Testing Recommendations

Unit Tests

  1. Topic Extraction:

    • Test LLM-based extraction with various queries
    • Test caching behavior (cache hit/miss)
    • Test fallback behavior when LLM unavailable
    • Test context-aware extraction
  2. Topic Continuity:

    • Test continuation detection
    • Test new topic detection
    • Test with empty context
    • Test format validation
  3. Integration Tests:

    • Test full request flow with LLM calls
    • Test cache persistence across requests
    • Test error recovery with LLM failures

Performance Tests

  1. Latency Measurement:

    • Measure average latency with LLM calls
    • Measure latency with cache hits
    • Compare to previous pattern-based approach
  2. Cache Effectiveness:

    • Measure cache hit rate
    • Test cache eviction behavior

Migration Notes

Breaking Changes

None: All changes are internal to orchestrator.

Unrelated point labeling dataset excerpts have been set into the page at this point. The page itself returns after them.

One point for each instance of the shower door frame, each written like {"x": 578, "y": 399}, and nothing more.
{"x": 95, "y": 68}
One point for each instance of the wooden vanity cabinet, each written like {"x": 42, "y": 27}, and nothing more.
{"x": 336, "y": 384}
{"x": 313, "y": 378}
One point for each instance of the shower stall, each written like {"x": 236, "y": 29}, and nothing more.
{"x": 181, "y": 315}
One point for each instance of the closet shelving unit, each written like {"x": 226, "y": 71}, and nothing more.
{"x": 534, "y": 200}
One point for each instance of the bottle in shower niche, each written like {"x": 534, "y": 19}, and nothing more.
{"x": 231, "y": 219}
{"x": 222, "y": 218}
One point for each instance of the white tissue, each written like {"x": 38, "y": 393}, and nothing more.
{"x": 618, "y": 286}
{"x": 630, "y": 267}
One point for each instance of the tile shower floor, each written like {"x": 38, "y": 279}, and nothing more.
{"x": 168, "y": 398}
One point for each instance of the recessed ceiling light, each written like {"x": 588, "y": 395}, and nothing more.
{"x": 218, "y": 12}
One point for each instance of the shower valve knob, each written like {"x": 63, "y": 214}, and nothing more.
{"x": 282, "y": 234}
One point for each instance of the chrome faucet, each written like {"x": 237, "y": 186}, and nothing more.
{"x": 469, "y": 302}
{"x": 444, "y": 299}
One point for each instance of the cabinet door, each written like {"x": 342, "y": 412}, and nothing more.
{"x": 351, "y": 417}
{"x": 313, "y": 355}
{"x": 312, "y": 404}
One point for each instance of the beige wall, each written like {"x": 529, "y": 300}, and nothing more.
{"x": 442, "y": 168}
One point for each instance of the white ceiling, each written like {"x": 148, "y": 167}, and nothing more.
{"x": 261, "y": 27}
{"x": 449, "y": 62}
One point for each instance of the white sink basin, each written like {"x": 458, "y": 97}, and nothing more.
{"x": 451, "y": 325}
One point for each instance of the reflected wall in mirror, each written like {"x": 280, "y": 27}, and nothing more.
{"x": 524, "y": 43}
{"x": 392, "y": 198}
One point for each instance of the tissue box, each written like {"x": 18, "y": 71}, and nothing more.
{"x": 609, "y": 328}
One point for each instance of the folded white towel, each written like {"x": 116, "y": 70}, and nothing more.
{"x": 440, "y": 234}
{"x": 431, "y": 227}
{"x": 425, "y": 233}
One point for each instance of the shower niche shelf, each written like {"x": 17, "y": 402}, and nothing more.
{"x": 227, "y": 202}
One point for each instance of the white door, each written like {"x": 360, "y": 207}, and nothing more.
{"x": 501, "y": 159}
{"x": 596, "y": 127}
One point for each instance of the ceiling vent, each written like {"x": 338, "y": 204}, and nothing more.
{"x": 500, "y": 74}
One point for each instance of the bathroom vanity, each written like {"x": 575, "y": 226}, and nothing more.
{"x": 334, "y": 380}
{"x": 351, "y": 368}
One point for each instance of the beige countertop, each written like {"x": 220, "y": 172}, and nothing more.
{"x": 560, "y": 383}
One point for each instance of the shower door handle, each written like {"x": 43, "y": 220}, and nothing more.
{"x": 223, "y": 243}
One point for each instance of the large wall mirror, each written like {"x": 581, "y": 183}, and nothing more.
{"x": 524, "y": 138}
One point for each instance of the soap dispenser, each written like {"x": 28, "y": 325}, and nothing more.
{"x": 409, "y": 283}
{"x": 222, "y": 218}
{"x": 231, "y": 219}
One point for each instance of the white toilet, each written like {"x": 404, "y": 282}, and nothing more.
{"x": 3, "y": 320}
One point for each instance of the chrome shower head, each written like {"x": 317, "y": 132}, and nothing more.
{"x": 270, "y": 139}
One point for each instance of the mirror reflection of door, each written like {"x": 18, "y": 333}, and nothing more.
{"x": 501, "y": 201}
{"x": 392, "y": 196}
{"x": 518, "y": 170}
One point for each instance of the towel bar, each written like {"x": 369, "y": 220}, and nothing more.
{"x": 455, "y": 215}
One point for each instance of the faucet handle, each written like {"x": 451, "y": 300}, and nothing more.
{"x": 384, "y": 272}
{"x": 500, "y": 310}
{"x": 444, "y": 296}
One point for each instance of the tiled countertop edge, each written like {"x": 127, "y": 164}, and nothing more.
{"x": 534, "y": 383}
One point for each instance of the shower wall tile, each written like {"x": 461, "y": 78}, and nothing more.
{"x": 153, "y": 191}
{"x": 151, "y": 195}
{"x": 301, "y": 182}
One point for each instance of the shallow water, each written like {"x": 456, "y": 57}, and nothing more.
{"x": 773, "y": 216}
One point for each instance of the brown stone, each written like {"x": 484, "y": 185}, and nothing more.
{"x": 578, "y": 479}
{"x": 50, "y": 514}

External API unchanged.

Compatibility

  • LLM Router Required: System requires llm_router to be available
  • Graceful Degradation: Falls back to simple extraction if LLM unavailable
  • Backward Compatible: Old pattern-based code removed, but fallbacks maintain functionality

Benefits Realized

Accurate Topic Classification: LLM understands context, synonyms, nuances
Domain Adaptive: Works for any domain without code changes
Context-Aware: Uses session_context and interaction_contexts
Human-Readable: Maintains descriptive reasoning chain strings
Scalable: No manual keyword list maintenance
Cached: Reduces API calls for repeated queries


Trade-offs

⚠️ Latency: Adds ~200-500ms per request (first time, cached after)
⚠️ API Costs: ~150-250 tokens per request (first time)
⚠️ LLM Dependency: Requires LLM router to be functional
⚠️ Complexity: More code to maintain (async handling, caching, error handling)
⚠️ Inconsistency Risk: LLM responses may vary slightly (mitigated by temperature=0.3)


Files Modified

  1. src/orchestrator_engine.py:
    • Added topic cache infrastructure
    • Rewrote _extract_main_topic() to use LLM
    • Rewrote _analyze_topic_continuity() to use LLM
    • Updated _extract_keywords() to async
    • Updated all 18+ usage sites to use cached main_topic
    • Updated _generate_alternative_paths() signature

Next Steps

  1. Monitor Performance: Track latency and cache hit rates
  2. Tune Caching: Adjust cache size based on usage patterns
  3. Optional Enhancements:
    • Consider LLM-based keyword extraction if needed
    • Add topic extraction metrics/logging
    • Implement cache persistence across restarts

Conclusion

Option 2 implementation complete. System now uses LLM-based zero-shot classification for topic extraction and continuity analysis, providing accurate, context-aware topic classification without hardcoded patterns. Caching minimizes latency and API costs for repeated queries.